She bounded off before Hiro could object further.
THE garden was chillier than it’d been before sunset. It was oddly bright for the hour, a thin blanket of snow reflecting the moonlight. Obaachan had changed out of her kimono and into galoshes, standing inches deep in the muddy, freezing pond with a rake and net. Kai knew it was freezing because he wore borrowed rain boots—Hiro’s, which were massive on him—and was collecting dead leaves from the water with an identical rake.
“No one else ever thinks to get the gardening maintenance done at night.” Obaachan was so small and wrinkled that Kai worried she might break if she breathed, but she moved with the ease of someone who’d been laboring her whole life. “It’s so much easier when the guests are eating. You don’t have to spoil their view.”
To be an Asada was to think of others all the time. Kai regarded the murky depths of the pond. His occupation necessitated a lot of time spent thinking about his hair, his clothes, his physique. Entire teams of people were paid to spend even more time thinking about him. It was impossible not to fall into bad habits when your job was quite literally all about you.
“I’d like to help while I’m here, if you think I wouldn’t be getting in the way.” He pulled up a heavy catch of leaves and emptied them into the trash bag outside the pond.
“You’re helping right now.”
Kai blinked. “Oh.”
Obaachan smiled, looking serene in the dim lighting. The glass doors were lit behind her, some inn workers scurrying down the hall inside. “You were always a good boy, Kai. So much gentler than the other children. The other boys would be outside wrestling, and all you ever wanted to do was serve tea and sweets to the guests.”
Heat made its way to Kai’s chilled cheeks. “Did you think I was weird?”
“Different, not weird. I thought you were sweet. Hiro’s different, too.”

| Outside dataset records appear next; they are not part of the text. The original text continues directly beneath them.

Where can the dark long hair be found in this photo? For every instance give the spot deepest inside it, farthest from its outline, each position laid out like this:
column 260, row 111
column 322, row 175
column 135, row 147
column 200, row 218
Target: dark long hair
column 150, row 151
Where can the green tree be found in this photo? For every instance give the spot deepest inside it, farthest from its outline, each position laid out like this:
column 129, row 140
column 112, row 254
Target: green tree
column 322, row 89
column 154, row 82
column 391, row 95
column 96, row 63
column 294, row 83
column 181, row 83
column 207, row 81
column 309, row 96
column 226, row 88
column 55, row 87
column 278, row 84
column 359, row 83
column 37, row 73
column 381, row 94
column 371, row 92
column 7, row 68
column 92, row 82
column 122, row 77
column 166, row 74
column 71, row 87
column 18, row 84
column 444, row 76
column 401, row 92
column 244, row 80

Kai knew there were some things people weren’t supposed to bring up with each other. Most of his life in New York was spent avoiding talking about anything serious. But he’d never held back with Obaachan—not when his parents were divorcing and he was half-estranged from his own grandparents; not when he came out to her when he was thirteen; not when he cried in her arms the night before his mom made him leave for New York. There were some relationships that didn’t weaken with time. He said, “Risa told me Hiro’s parents and uncle aren’t sure they want him to inherit the inn. Because he’s gay.”
She shook her head. “My sons don’t care one bit who’s gay. I raised them better than that. They just can’t picture it: how Hiro would pass the inn on, what it might mean for our business.”
“He could adopt.”
“There are plenty of solutions, none of them typical, and that scares old people.”
“Does it scare you?”
“No,” she said flatly. “I told my sons they were embarrassing themselves, arguing in front of their children about whether a woman or a gay man is less unfit to run the inn. I told them a gay person’s already helped run it once, so they might as well give the business to the boy who was raised to keep it going.” She sniffed. “Risa is a smart young woman, but she doesn’t want to be tied to the inn. I know she sneaks her friends into the onsen when she thinks I’m not looking. They’re all covered in hideous tattoos, even the girls.” She shook her head and scooped up another small pile of leaves. “Hiro would never invite in someone with tattoos.”
It seemed very much like Obaachan cared more about the tattoos than any other issue, but Kai carried onward. “I told Hiro that, too. That in a thousand years, there has almost definitely been a gay Asada heir before. It only makes sense.”
“The last Okami was gay,” Obaachan said.
“Exactly! See? I—” Kai froze. Obaachan was scraping the fallen foliage that was stuck to the lichen-slick edges of the pond. “Obaachan. You were the inn’s last Okami.”
“Yes, that’s correct,” she said mildly.
“But you….” Married a man. Had kids. The words that passed through Kai’s head were stupid. It felt surreal to be talking about this with her; he had never once thought of Obaachan in this way. She was always grandmotherly, and children didn’t wonder about their grandmothers’ romantic preferences.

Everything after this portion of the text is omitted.